Bürger der Balkanstaaten Serbien, Mazedonien und Montenegro werden ab Anfang kommenden Jahres ohne Visum in die Europäische Union einreisen dürfen. Dies schlug die EU-Kommission am Mittwoch (15.07.2009) in Brüssel vor. Albanien und Bosnien-Herzegowina bleiben ebenso wie das Kosovo zunächst von der neuen Reisefreiheit ausgenommen.
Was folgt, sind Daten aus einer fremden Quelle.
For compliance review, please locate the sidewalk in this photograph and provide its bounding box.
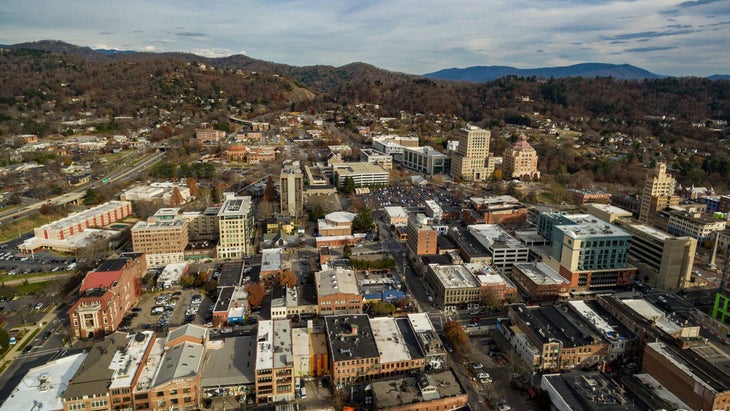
[0,305,56,375]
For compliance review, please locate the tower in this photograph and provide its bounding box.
[451,126,491,181]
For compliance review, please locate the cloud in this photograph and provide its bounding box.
[624,46,679,53]
[678,0,720,7]
[604,29,694,40]
[175,31,207,37]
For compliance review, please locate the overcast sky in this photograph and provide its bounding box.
[0,0,730,76]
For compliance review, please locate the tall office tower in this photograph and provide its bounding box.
[451,126,491,181]
[279,161,304,217]
[216,193,256,258]
[639,163,678,223]
[502,134,540,180]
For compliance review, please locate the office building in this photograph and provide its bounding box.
[451,126,491,182]
[639,162,679,225]
[324,314,380,384]
[332,163,390,188]
[279,161,304,217]
[402,146,451,176]
[131,216,188,268]
[406,213,438,256]
[314,267,363,316]
[537,213,636,293]
[618,222,697,290]
[216,193,256,258]
[360,148,393,170]
[502,134,540,181]
[255,320,294,404]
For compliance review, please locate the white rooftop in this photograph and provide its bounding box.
[513,262,569,285]
[370,317,411,364]
[467,224,527,249]
[0,353,87,411]
[408,313,436,334]
[621,299,682,334]
[109,331,154,389]
[430,264,479,289]
[261,248,284,271]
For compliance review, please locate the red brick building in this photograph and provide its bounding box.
[68,256,144,338]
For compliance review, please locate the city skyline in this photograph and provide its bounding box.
[0,0,730,76]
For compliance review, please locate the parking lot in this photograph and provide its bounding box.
[120,290,213,332]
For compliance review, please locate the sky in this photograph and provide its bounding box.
[0,0,730,76]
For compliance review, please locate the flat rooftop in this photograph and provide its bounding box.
[370,317,424,364]
[324,314,380,361]
[200,336,256,388]
[430,264,479,289]
[371,369,466,408]
[512,261,570,285]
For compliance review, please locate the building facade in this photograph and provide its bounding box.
[502,134,540,181]
[216,193,256,258]
[450,126,491,182]
[279,161,304,217]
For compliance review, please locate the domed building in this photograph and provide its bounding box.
[502,134,540,181]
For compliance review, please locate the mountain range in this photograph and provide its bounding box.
[424,63,730,83]
[5,40,730,83]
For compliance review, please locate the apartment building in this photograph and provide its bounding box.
[67,257,143,338]
[618,222,697,290]
[450,126,491,182]
[502,134,540,181]
[508,304,608,371]
[279,161,304,217]
[639,162,679,225]
[216,193,256,258]
[402,146,451,176]
[406,213,438,256]
[131,216,188,267]
[28,201,132,243]
[255,320,294,404]
[324,314,380,384]
[314,267,363,316]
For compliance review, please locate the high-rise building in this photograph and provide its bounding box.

Cohn-Bendit gestikuliert bei einer Rede (2004) (Foto: ap)
Engagiert: Daniel Cohn-BenditBild: AP

Bei den EU-Innenministern, die der Visabefreiung mit qualifizierter Mehrheit zustimmen müssen, zeichne sich dafür "ein Konsens" ab, hieß es in der Kommission. Auch die Innenminister der Schengen-Staaten Norwegen, Island und Schweiz, die nicht Mitglied der EU sind, müssen den Plänen zustimmen.

"Haarsträubende Diskriminierung"

Der Europapolitiker Daniel Cohn-Bendit (Grüne) sprach von einer "haarsträubenden Diskriminierug der bosnischen Muslime" und von einer "Verhöhnung der Kriegsopfer" der 1990er Jahre. Die grüne Bundestagsabgeordnete Marieluise Beck forderte die
Bundesregierung auf, den Plänen der Kommission nicht zuzustimmen.

Christian Schwarz-Schilling (CDU) gestikuliert (Foto: picture-alliance/dpa)
"Hohn": Christian Schwarz-Schilling (CDU)Bild: PA/dpa

Christian Schwarz-Schilling sieht eine "unglaubliche politische Fehlleistung". Der CDU-Politiker war von 2005 bis 2007 Hoher Repräsentant der Vereinten Nationen in Bosnien. Es sei "ein Hohn und ein moralischer Schlag gegen alle europäischen Werte", wenn nun Serben visumfrei in die EU einreisen dürften, Bürger Bosnien-Herzegowinas und des Kosovos aber nicht. "In Bosnien-Herzegowina geschah durch serbische Aggression der schlimmste Völkermord in Europa seit dem Zweiten Weltkrieg mit Hunderttausenden von zivilen Opfern. Und gerade jetzt, wo des 14. Jahrestags des Massakers von Srebrenica durch das EU-Parlament gedacht wird, verkündet die Kommission: Serben sollen ab 2010 visumsfrei einreisen dürfen, die Bürger von Bosnien-Herzegowina und Kosovo aber nicht", sagt er der "Bild"-Zeitung am Dienstag (16.07.2009).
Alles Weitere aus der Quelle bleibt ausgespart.